Początek sezonu był dla mnie trudny, ponieważ musiałem zaaklimatyzować się w nowym miejscu i poznać drużynę oraz jej styl. Myślę jednak, że z każdym meczem jest już coraz lepiej i moja dyspozycja idzie w górę.
Teraz macie kilka dni przerwy i wylot do Szwecji. To chyba najlepszy czas na odpoczynek i podładowanie akumulatorów?
Chcemy wykorzystać ten czas, by zregenerować się zarówno pod kątem mentalnym, jak i fizycznym. Nie oznacza to jednak, że nie będziemy nic robić. Chcemy spokojnie popracować i przygotować się do ciężkiego pojedynku, który czeka nas już we wtorek.
Färjestad Karlstad to jedna z najbardziej utytułowanych drużyn w Europie. Czujecie już atmosferę tego niezwykłego wydarzenia?

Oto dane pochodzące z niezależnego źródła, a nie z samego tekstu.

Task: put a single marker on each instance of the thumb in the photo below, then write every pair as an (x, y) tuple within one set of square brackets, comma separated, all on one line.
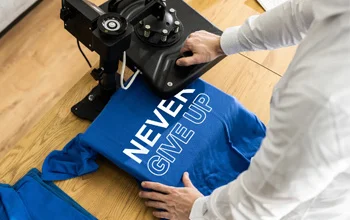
[(186, 180)]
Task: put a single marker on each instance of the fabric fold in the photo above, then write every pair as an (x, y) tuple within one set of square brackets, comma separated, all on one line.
[(200, 130), (75, 159), (31, 198)]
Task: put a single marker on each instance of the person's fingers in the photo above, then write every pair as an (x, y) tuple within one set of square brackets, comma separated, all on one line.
[(156, 187), (160, 214), (188, 61), (152, 196), (156, 205), (186, 47), (186, 180)]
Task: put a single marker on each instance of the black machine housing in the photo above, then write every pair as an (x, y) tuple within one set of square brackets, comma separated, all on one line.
[(154, 58)]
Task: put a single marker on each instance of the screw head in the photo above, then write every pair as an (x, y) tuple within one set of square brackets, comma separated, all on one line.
[(91, 97), (165, 31)]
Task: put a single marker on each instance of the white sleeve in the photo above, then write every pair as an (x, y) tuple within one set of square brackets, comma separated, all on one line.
[(298, 159), (285, 25)]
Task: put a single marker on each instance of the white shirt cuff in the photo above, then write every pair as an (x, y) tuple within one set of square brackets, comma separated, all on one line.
[(199, 208), (229, 41)]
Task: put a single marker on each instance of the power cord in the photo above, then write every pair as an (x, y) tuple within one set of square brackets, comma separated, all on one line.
[(123, 72), (81, 51)]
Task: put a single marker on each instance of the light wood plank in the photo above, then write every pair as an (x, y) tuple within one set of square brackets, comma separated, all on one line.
[(39, 62), (110, 193), (230, 13)]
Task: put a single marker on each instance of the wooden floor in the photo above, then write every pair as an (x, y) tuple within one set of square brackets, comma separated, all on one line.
[(40, 62)]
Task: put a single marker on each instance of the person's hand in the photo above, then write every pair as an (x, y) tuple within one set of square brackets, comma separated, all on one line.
[(205, 47), (176, 202)]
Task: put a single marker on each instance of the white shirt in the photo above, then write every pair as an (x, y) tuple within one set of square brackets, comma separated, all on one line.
[(302, 170)]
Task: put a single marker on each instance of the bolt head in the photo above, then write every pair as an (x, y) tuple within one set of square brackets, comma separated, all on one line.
[(91, 97)]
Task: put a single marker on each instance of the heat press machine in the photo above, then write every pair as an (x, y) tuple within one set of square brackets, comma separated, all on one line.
[(146, 34)]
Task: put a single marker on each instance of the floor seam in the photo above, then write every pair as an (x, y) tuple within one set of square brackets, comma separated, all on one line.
[(261, 65)]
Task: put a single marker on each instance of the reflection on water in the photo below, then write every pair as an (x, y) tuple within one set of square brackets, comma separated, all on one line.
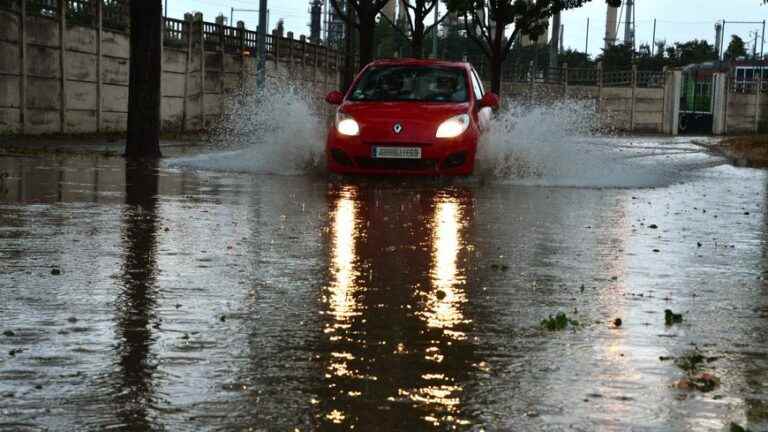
[(445, 300), (396, 327), (342, 288), (397, 319), (137, 298)]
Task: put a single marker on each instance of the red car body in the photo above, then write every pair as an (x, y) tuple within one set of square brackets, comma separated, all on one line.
[(400, 136)]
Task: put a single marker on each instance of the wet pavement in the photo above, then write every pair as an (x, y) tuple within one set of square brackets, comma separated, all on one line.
[(145, 297)]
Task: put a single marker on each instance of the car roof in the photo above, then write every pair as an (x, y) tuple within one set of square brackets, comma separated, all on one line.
[(419, 62)]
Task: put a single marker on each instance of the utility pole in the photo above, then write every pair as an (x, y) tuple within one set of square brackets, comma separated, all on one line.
[(628, 23), (554, 45), (434, 31), (262, 44), (349, 52), (143, 136)]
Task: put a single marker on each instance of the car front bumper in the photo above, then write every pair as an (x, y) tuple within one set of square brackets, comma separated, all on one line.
[(353, 155)]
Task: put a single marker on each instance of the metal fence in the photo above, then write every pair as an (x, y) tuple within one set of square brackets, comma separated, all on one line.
[(584, 76), (177, 33)]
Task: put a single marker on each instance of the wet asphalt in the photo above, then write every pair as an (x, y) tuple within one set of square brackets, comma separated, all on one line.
[(143, 297)]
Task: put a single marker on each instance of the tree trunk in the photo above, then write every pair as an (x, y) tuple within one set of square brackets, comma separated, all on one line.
[(496, 62), (349, 51), (498, 55), (368, 23), (417, 39), (143, 138)]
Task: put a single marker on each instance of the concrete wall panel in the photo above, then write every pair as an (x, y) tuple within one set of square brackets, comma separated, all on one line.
[(43, 93), (81, 66), (212, 104), (232, 63), (42, 121), (45, 63), (9, 121), (81, 96), (115, 70), (115, 98), (9, 54), (212, 61), (174, 60), (172, 112), (81, 39), (9, 92), (212, 82), (9, 31), (114, 122), (173, 84), (116, 44), (42, 31), (80, 122)]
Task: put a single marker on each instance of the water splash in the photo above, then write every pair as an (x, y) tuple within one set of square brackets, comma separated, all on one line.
[(277, 130), (281, 131), (562, 144)]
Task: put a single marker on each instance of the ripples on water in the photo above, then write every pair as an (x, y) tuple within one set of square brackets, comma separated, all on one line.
[(191, 299)]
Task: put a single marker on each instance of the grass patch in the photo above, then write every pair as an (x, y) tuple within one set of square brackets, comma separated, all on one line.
[(750, 150), (558, 322), (672, 318)]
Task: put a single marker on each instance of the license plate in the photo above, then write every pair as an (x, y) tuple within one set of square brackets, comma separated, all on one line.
[(397, 152)]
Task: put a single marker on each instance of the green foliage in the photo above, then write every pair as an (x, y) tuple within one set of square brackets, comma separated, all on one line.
[(691, 52), (558, 322), (736, 48), (616, 57), (575, 59), (672, 318), (690, 361), (735, 427)]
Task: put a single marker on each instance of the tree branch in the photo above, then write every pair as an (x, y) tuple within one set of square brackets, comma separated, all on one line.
[(476, 39), (437, 23), (394, 26)]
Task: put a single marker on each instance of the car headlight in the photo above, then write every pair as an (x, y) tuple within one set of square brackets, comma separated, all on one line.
[(346, 125), (453, 127)]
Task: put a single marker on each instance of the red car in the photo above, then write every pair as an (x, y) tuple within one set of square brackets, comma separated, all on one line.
[(407, 116)]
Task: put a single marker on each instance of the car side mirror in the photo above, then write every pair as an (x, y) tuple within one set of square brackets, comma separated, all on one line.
[(335, 97), (489, 100)]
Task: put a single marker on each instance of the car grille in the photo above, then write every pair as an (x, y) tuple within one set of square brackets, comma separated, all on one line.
[(397, 164)]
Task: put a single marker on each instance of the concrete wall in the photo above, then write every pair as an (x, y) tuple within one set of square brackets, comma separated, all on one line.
[(631, 109), (745, 113), (83, 87)]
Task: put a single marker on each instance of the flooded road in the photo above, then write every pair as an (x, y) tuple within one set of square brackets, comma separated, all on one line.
[(159, 298)]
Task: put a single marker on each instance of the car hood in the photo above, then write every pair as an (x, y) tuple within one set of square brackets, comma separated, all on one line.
[(419, 121)]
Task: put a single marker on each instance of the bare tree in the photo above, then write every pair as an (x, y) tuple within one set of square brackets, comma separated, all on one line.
[(416, 13), (524, 17), (143, 138), (365, 12)]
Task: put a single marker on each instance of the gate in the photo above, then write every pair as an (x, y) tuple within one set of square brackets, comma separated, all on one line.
[(696, 97)]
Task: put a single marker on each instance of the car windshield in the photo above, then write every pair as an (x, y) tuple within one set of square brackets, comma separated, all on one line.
[(411, 83)]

W całej karierze rzadko można mierzyć się z drużyną tej klasy co Färjestad. Oczywiście nie będziemy faworytem tego starcia, ale chcemy pokazać, że również potrafimy grać w hokeja. Myślę, że rywalizacja z zespołami na tym poziomie może być dla nas kolejnym ciekawym doświadczeniem, które następnie przełoży się na jeszcze lepszą dyspozycję w lidze.